From music to movies, the future of the entertainment industry is based on the next-generation of digital distribution. The digital industry is expanding rapidly and incorporating the people of the Earth, segmenting them into various markets, interest groups, ethnic groups, nationalities, buyers and opinion makers. We have a global digital infrastructure. From devices to platforms to networks, people are able to transmit videos, photos and data at enormous speeds. In turn, those people retransmit to others. All of this is highly cost-effective. It is creating economic opportunities that previously were unprofitable.
With video-on-demand streamed to any device, from a smartphone to a 72-inch plasma screen, and with the merger of retail and online video distribution, a global video distribution platform has been created that did not exist before 2000. YouTube is creating a theme-specific channels and ways to be paid for video downloads, for instance. It’s like drilling for oil in Texas. When the price of oil was too low, the cost of extraction was prohibitive. When the price rose, drilling in Texas became feasible.
According to online advertising research company eMarketer, search spending was expected to rise 27 percent in 2012, to more than $19.5 billion. The firm also predicted that spending would rise by an additional $10 billion or so by 2016.

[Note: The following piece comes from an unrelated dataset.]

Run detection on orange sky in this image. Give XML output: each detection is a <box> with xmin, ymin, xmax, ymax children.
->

Since that estimate, there have been mergers and acquisitions that have created a global infrastructure that penetrates even China and Iran. Coupled with social networks that are positioning their sites as a link between consumers and merchants, American entertainment (including sports) is at its highest demand in the global economy, soccer viewing notwithstanding. Digital TV households made up about 45 percent of all TV households worldwide in 2012.
Robert Kyncl, Google’s vice president and global head of business at YouTube, announced in January 2012 his prediction that 90 percent of all web traffic will be video and about 75 percent of channels will be transmitted over the Internet by the end of the decade. The Monitor Institute forecasts that the creative economy could grow from $50 billion in 2009 to $500 billion by 2018.
So what does this bode for the future? Entrepreneurs who possess the unique makeup to recognize talent, manage creativity and understand the global digital market are likely to succeed in attracting investments in startups and small companies penetrating into the video production segment of the global market’s information, entertainment and sports sectors.
Whether participation comes as an investor or as an entrepreneur, the opportunity is here for the near future. The question is, how many small creative companies are prepared to take advantage of this expanding opportunity and how can you participate or invest in that potential?